Strengthening Certification Requirements Will Ensure CDFI Brand Remains Strong

Published by Bob Ibanez on Tuesday, December 18, 2018 - 12:00am

In November, the Community Development Financial Institutions (CDFI) Fund released data that reveal the diversity of institution types (i.e. banks, credit unions, loan funds and venture funds), products and services offered by CDFI Fund awardees, and resulting impacts in low-income communities.

The data is derived from institutional and transactional level reports submitted to the CDFI Fund by CDFI and Native American CDFI Assistance (NACA) Program Financial Assistance and Technical Assistance awardees. The CDFI Fund releases this data on an annual basis along with a synopsis of key findings. It is noteworthy that the data was only collected from 287 CDFI and NACA awardees and not the universe of certified CDFIs that now exceeds 1,000.

Recognizing that the number of certified CDFIs has grown to a critical mass, the CDFI Fund is in the process of revisiting CDFI certification. While the CDFI certification application that was out for public comment earlier this year was similar to the one already in use, the CDFI Fund was quick to point out that it did not include any changes regarding CDFI certification application criteria that may result from the request for information the CDFI Fund published in 2017.

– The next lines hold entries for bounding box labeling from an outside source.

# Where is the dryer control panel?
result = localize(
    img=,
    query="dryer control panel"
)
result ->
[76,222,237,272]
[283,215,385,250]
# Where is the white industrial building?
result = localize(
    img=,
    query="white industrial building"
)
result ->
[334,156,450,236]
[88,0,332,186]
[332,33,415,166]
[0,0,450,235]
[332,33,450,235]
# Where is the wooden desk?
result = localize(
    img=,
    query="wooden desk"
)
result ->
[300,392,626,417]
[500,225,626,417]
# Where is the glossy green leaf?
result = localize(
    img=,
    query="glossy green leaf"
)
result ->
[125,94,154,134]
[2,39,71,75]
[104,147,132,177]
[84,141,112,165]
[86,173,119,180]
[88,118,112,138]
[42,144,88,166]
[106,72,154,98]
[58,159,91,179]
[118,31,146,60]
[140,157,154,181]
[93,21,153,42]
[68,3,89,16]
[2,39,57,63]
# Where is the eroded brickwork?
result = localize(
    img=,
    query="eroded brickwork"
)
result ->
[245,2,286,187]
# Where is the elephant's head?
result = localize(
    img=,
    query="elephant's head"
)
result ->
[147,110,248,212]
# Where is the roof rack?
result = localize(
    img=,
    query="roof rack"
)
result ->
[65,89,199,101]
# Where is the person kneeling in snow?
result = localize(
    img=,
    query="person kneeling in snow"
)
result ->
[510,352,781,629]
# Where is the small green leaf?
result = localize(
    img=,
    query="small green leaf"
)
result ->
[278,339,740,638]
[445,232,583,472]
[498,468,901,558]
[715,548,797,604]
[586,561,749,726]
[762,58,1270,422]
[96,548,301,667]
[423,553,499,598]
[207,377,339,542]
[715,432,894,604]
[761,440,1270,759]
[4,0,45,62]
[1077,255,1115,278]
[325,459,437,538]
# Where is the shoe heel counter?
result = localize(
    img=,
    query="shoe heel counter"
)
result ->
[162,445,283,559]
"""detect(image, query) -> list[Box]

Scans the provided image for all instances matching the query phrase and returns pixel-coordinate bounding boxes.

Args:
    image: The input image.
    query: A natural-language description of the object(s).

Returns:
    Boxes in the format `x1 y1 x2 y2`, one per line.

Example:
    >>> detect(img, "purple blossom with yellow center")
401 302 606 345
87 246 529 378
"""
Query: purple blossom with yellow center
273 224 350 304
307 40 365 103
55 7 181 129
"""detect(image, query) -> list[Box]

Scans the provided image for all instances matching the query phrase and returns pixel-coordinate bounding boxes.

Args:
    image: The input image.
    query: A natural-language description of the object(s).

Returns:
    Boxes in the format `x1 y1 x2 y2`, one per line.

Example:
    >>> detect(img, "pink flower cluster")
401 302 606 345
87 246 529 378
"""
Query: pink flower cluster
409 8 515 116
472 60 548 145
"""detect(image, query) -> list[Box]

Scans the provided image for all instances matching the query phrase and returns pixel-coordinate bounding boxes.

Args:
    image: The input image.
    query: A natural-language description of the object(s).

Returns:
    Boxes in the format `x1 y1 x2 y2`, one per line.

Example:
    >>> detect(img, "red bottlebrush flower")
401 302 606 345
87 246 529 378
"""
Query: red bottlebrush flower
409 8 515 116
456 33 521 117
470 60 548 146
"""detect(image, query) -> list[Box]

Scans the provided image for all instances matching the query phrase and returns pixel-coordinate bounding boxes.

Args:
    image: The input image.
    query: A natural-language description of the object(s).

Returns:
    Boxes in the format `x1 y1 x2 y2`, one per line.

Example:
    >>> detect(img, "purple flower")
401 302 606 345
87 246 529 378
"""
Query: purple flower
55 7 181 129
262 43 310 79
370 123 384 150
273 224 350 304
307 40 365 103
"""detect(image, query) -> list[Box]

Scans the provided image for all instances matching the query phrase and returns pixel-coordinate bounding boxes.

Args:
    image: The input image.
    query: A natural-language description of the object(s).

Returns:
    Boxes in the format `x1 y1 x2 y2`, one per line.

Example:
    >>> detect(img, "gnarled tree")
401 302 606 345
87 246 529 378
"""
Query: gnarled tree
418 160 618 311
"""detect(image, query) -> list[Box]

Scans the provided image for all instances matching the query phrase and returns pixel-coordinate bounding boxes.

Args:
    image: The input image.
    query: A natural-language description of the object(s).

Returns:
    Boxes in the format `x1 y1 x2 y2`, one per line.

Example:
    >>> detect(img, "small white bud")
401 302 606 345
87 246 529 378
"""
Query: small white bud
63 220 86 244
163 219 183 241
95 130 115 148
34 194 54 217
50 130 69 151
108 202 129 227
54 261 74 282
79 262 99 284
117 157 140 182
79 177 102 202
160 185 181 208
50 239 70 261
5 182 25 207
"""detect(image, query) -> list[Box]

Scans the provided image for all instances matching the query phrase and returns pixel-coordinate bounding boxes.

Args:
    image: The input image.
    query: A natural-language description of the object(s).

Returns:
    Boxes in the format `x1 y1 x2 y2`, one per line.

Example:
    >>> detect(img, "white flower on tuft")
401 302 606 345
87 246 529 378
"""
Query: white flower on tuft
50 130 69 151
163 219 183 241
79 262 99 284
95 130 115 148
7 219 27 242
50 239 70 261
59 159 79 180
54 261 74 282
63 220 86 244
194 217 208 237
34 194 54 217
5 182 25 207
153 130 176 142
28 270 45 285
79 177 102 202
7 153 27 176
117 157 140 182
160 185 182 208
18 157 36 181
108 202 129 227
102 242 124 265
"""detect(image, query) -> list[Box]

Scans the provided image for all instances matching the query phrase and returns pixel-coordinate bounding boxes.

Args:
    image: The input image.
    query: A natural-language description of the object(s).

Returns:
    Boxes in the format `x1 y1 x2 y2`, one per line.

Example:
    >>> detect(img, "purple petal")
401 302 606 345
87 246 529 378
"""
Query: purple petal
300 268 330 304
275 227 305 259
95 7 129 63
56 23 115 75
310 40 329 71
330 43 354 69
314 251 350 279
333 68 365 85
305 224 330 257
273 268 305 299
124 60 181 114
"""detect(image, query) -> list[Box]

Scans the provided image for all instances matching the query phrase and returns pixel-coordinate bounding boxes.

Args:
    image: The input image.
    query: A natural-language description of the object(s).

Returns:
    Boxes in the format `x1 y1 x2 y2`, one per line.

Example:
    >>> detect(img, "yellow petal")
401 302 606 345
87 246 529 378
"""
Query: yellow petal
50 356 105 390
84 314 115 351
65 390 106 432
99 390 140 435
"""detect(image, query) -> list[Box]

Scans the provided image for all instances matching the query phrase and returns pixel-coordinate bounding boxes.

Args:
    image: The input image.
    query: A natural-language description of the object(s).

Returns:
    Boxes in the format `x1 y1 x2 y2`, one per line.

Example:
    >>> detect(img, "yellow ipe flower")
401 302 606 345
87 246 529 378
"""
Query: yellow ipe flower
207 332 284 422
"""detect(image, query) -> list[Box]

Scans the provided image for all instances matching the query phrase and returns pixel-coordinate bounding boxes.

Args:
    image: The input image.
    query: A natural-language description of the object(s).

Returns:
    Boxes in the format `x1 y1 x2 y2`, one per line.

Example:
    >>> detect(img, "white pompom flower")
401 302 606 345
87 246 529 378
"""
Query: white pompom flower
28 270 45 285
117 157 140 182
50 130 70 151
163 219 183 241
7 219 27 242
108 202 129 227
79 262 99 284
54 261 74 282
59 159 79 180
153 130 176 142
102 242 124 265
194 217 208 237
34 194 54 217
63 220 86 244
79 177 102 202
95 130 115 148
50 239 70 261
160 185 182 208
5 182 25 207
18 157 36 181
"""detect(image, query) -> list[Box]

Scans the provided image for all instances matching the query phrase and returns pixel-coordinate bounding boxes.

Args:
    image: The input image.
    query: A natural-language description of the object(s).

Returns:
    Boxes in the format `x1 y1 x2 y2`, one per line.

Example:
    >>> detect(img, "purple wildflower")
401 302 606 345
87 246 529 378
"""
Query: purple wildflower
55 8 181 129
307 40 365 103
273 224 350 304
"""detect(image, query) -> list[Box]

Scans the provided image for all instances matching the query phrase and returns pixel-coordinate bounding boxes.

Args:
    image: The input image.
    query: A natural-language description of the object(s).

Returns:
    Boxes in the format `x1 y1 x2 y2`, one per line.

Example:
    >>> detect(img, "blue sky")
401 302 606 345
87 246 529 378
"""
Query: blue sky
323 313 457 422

The CDFI Fund’s Five-Year Strategic Plan (FY 2017 - FY 2022) also provides evidence of the importance placed on CDFI designation by the CDFI Fund. Strategic objective 1.4 specifically speaks to holding all certified CDFIs (and community development entities under the New Markets Tax Credit Program) accountable to a primary mission of promoting community development –one of the seven criteria that an applicant must meet in order to be certified.

The benefits of attaining CDFI certification extend beyond access to the monetary and tax credit programs administered by the CDFI Fund. Designation as a certified CDFI has enabled some CDFIs to become members of the Federal Home Loan Bank (FHLB) system and consequently access to a new source of capital for lending in low-income communities, including the FHLBs’ affordable housing and community investment programs.

The OCC, FDIC, and Federal Reserve Board also recognize the importance of CDFI designation. The guidance on the interpretation and application of the Community Reinvestment Act (CRA) regulations explicitly recognizes loans to and equity investments in CDFIs as community development activities. An OCC Community Development Investments article in March 2017 also indicates that banks that provide technical assistance for CDFIs—including developing loan application and underwriting standards, lending employees, or serving on boards and committees—are eligible for CRA consideration for these activities as a community development service.

Perhaps a lesser known benefit of CDFI certification for banks dealing with compliance of a mortgage-related regulation issued by the Consumer Financial Protection Bureau (CFPB) known as the ability-to-repay rule (ATR rule) is that the CFPB's regulations completely exempt mortgage loans made by certified CDFIs from the ATR rule (other than restrictions on prepayment penalties).

Credit unions are also keenly aware that CDFI certification is valuable and their regulator, the National Credit Union Administration has entered into an agreement with the CDFI Fund to streamline the application process for qualifying low-income credit unions to become certified as CDFIs.

CDFI designation also represents a recognizable industry standard for socially responsible investors. With a growing track record of success since the CDFI Fund’s inception in 1995, designation as a CDFI has resulted in CDFIs receiving significant support and funding from both private (e.g. banks) and public (e.g. philanthropic) sources.

The value of CDFI designation is clear and will continue to be sought after by both for- and nonprofit organizations working in low-income communities. With the ability to not only access CDFI Fund programs but also leverage the designation with other entities, it’s worth the time and effort of applying for CDFI certification.

While the CDFI Fund has not yet announced when it will publish its new CDFI certification application, one should not be surprised if there are modifications to the existing criteria, and possibly additional criteria as well, intended to ensure the CDFI brand remains strong into the foreseeable future.